This morning on my radio talk program, The Woodstock Roundtable, we had a great conversation with David Bianculli, author of a fascinating look at one of the most interesting and important TV shows of the 1960's. The book is Dangerously Funny: The Uncensored story of the Smothers Brothers Comedy Hour. David is a nationally known TV critic.
The Smothers Brothers were a very funny duo act which poked fun at folk music at the same time they celebrated it. They were given a chance at a network prime time TV show for one reason: The time slot was considered a death call as the western, Bonanza, owned the Sunday night time slot. Every show CBS had tried to program against Bonanza, didn't last long. Until the Smothers Brothers. The clever mix of veteran guests (Jack Benny, George Burns) with newcomers (George Carlin, Steve Martin) plus rock acts not normally seen on TV at the time (The Who, Buffalo Springfiedl) attracted upwards of 30 million viewers.
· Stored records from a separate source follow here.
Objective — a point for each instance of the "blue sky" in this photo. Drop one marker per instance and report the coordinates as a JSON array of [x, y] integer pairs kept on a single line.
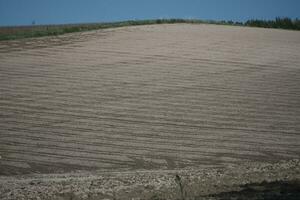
[[23, 12]]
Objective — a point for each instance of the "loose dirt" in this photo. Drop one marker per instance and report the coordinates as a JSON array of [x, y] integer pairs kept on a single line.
[[155, 98]]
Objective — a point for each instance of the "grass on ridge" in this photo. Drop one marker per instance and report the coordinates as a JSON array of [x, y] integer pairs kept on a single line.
[[20, 32]]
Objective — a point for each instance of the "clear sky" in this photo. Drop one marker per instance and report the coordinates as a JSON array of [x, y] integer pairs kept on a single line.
[[23, 12]]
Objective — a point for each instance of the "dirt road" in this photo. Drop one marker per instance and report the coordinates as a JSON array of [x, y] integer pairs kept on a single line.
[[159, 97]]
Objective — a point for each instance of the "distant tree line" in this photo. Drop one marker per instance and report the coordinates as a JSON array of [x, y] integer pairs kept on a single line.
[[283, 23]]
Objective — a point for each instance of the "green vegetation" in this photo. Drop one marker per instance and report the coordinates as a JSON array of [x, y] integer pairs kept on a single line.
[[11, 33], [283, 23]]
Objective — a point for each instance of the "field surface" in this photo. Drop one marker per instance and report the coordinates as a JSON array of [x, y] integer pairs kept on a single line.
[[159, 97]]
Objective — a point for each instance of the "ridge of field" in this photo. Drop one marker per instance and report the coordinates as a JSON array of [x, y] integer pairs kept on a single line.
[[21, 32], [149, 97]]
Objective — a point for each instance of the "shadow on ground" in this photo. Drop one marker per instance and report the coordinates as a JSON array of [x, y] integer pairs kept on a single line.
[[267, 191]]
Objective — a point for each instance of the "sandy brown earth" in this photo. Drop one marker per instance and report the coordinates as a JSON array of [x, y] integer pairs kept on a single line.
[[156, 98]]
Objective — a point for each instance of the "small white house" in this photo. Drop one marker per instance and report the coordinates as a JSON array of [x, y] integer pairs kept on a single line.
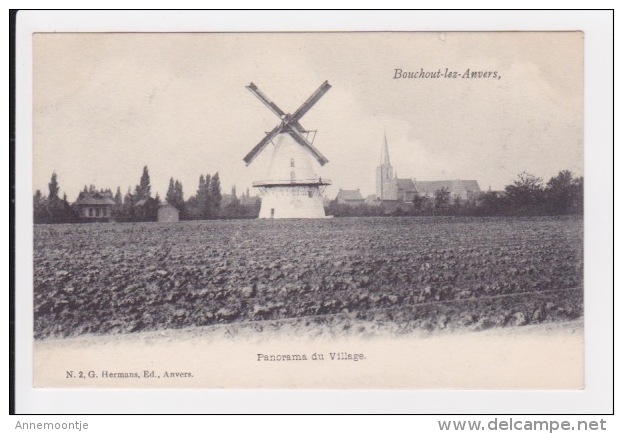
[[168, 214]]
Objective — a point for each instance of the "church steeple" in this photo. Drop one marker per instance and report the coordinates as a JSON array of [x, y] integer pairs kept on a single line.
[[385, 153], [386, 178]]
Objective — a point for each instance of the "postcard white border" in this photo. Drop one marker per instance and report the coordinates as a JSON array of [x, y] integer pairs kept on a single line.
[[596, 398]]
What CBS did not anticipate was Tommy Smothers obsession with satirizing the political establishment and the conservative heartland of America. Against the orders of CBS executives Tommy booked controversial talent like Pete Seeger (the folk singer who had been blacklisted for 17 years) and David Steinberg (whose comic sermons poked fun at the Bible). CBS censors either edited these performances of all bite or cut them out entirely. Tommy Smothers went to the press and the controversy became national news.
The Smothers Brothers Comedy Hour laid the groundwork for Satruday Night Live, The Daily Show, and The Colbert Report. This book is a great read and an important document of the charged up, politically transforming era of the late 1960's.